Lilly Research Laboratories, Eli Lilly and Company, Indianapolis, Indiana (J.S.M., R.J.H., J.W.D., C.Z., X.R., L.D., R.M.B., H.E.B.) and San Diego, California (C.D.D., J.M.B.)
Lilly Research Laboratories, Eli Lilly and Company, Indianapolis, Indiana (J.S.M., R.J.H., J.W.D., C.Z., X.R., L.D., R.M.B., H.E.B.) and San Diego, California (C.D.D., J.M.B.).
J Pharmacol Exp Ther. 2022 Sep;382(3):346-355. doi: 10.1124/jpet.122.001105. Epub 2022 Jul 15.
The benefit of once-weekly basal insulin is less frequent dosing, which has the potential to reduce the barrier to injection therapy and impact patient activation, adherence and compliance, quality of life, and outcomes. Basal Insulin Fc (BIF, LY3209590, or insulin efsitora alfa) is a once-weekly basal insulin in clinical testing for type 1 and type 2 diabetes mellitus. BIF is comprised of a novel single-chain variant of insulin fused to a human IgG2 fragment crystallizable region of an antibody domain using a peptide linker. The in vitro binding affinity of BIF for the human insulin receptor (IR) was two orders of magnitude weaker relative to human insulin. BIF stimulated IR phosphorylation in cells with reduced potency, yet full agonism, and exhibited a significantly faster dephosphorylation kinetic profile than human insulin or AspB10 insulin. BIF stimulated de novo lipogenesis in 3T3-L1 adipocytes and cell proliferation in SAOS-2 and H4IIE cells with ≥70-fold reduction in in vitro potency compared with human insulin. BIF possessed markedly reduced binding to hIGF-1R, making definitive measurements unattainable. In vivo pharmacology studies using streptozotocin-treated diabetic rats demonstrated a significant decrease in blood glucose compared with vehicle-treated animals 24 hours post-injection, persisting through 336 hours following subcutaneous administration. In streptozotocin-treated rats, BIF reached time at maximum concentration at 48 hours and possessed a clearance rate of ∼0.85 ml/h per kg, with a terminal half-life of ∼120 hours following subcutaneous administration. These results demonstrate BIF has an in vitro pharmacological profile similar to native insulin, with significantly reduced potency and an extended time-action profile in vivo that supports once-weekly dosing in humans. SIGNIFICANCE STATEMENT: BIF is a novel basal insulin Fc-fusion protein designed for once-weekly dosing. In this study, we demonstrate that BIF has an in vitro pharmacological profile similar to human insulin, but with weaker potency across assays for IR binding and activity. BIF has a PD and PK profile in STZ-treated rats supportive of weekly dosing in humans.
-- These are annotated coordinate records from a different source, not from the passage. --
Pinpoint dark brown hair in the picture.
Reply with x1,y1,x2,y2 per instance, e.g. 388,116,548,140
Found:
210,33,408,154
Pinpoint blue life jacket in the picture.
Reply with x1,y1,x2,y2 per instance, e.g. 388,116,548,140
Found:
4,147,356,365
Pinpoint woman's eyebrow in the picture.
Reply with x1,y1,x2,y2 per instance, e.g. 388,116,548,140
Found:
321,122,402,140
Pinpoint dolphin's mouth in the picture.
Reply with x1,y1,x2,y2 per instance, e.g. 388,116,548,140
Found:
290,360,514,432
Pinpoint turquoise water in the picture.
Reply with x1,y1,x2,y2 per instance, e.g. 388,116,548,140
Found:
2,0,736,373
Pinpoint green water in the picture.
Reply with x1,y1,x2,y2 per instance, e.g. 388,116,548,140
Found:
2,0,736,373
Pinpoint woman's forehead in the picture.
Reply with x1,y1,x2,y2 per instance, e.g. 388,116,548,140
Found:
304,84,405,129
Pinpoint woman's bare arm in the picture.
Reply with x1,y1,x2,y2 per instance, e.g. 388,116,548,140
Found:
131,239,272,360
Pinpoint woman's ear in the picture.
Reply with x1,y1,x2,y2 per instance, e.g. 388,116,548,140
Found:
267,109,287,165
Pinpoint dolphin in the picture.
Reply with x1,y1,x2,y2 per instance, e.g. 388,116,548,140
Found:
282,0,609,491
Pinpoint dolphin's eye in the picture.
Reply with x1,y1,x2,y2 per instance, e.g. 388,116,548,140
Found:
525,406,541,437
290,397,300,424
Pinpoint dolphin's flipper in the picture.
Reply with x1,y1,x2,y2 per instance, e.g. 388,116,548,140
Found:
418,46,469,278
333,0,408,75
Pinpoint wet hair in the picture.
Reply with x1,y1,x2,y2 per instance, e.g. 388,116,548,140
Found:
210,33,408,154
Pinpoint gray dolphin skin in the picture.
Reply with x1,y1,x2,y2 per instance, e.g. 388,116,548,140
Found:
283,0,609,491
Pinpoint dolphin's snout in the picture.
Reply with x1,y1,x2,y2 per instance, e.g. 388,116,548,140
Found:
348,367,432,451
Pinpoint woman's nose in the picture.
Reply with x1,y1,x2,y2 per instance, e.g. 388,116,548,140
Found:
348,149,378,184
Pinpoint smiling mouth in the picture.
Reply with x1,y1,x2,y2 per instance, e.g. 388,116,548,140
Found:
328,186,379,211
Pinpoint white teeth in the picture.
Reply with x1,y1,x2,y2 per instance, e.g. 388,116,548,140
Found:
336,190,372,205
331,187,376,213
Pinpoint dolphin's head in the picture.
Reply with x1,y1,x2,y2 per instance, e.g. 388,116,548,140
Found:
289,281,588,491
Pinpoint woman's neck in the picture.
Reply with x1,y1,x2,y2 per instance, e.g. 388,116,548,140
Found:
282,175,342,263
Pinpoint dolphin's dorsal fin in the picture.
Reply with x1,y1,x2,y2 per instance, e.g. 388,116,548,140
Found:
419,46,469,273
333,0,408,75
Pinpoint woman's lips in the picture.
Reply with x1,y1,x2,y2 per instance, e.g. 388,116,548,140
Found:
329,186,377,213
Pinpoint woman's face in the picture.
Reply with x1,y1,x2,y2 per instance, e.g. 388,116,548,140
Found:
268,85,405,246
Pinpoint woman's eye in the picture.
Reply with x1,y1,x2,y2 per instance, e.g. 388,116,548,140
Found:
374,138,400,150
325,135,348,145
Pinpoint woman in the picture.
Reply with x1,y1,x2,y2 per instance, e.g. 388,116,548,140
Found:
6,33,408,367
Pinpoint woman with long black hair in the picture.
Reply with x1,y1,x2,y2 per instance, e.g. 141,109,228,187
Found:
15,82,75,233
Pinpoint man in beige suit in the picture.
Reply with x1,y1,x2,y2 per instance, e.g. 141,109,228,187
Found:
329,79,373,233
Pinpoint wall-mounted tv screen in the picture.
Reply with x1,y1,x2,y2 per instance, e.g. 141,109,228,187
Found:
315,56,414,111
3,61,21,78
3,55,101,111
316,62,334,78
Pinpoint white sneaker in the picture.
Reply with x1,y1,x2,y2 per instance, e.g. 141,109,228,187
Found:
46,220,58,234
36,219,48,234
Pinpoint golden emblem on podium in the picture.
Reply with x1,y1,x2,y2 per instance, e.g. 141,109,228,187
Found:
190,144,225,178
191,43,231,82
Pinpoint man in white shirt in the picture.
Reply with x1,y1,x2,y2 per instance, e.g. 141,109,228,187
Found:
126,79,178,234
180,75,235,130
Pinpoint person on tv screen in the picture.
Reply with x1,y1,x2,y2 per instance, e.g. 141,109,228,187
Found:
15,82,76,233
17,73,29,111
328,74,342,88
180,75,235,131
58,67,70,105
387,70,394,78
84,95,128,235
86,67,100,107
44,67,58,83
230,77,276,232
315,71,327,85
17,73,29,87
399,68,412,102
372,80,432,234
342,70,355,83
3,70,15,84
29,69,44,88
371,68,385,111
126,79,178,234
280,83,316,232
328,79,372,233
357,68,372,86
贝凡胰岛素每周一次的优势在于减少了给药频率,这有可能降低注射治疗的障碍,从而影响患者的积极性、顺应性和依从性、生活质量和治疗结果。贝凡胰岛素 Fc(BIF,LY3209590 或胰岛素 efSitara 阿尔法)是一种每周一次的基础胰岛素,正在进行 1 型和 2 型糖尿病的临床试验。BIF 由胰岛素的新型单链变体与抗体结构域的人 IgG2 片段结晶区通过肽接头融合而成。BIF 与人胰岛素受体(IR)的体外结合亲和力比人胰岛素弱两个数量级。BIF 以降低效力但完全激动剂的方式刺激细胞中 IR 的磷酸化,并且表现出比人胰岛素或 AspB10 胰岛素更快的去磷酸化动力学特征。BIF 刺激 3T3-L1 脂肪细胞中的从头脂肪生成和 SAOS-2 和 H4IIE 细胞的增殖,与人类胰岛素相比,其体外效力降低了 70 倍以上。BIF 与人 IGF-1R 的结合明显减少,使得无法进行明确的测量。使用链脲佐菌素处理的糖尿病大鼠的体内药理学研究表明,与接受载体处理的动物相比,注射后 24 小时血液葡萄糖显着降低,在皮下给药后 336 小时内持续存在。在链脲佐菌素处理的大鼠中,BIF 在 48 小时达到最大浓度时间,清除率约为 0.85 ml/h/kg,皮下给药后半衰期约为 120 小时。这些结果表明,BIF 的体外药理学特征与天然胰岛素相似,但其效力显着降低,并且在体内的作用时间延长,支持在人类中每周一次给药。意义声明:BIF 是一种新型的基础胰岛素 Fc 融合蛋白,设计用于每周一次给药。在这项研究中,我们证明 BIF 的体外药理学特征与人胰岛素相似,但在用于 IR 结合和活性的测定中效力较弱。BIF 在 STZ 处理的大鼠中的 PD 和 PK 特征支持在人类中每周一次给药。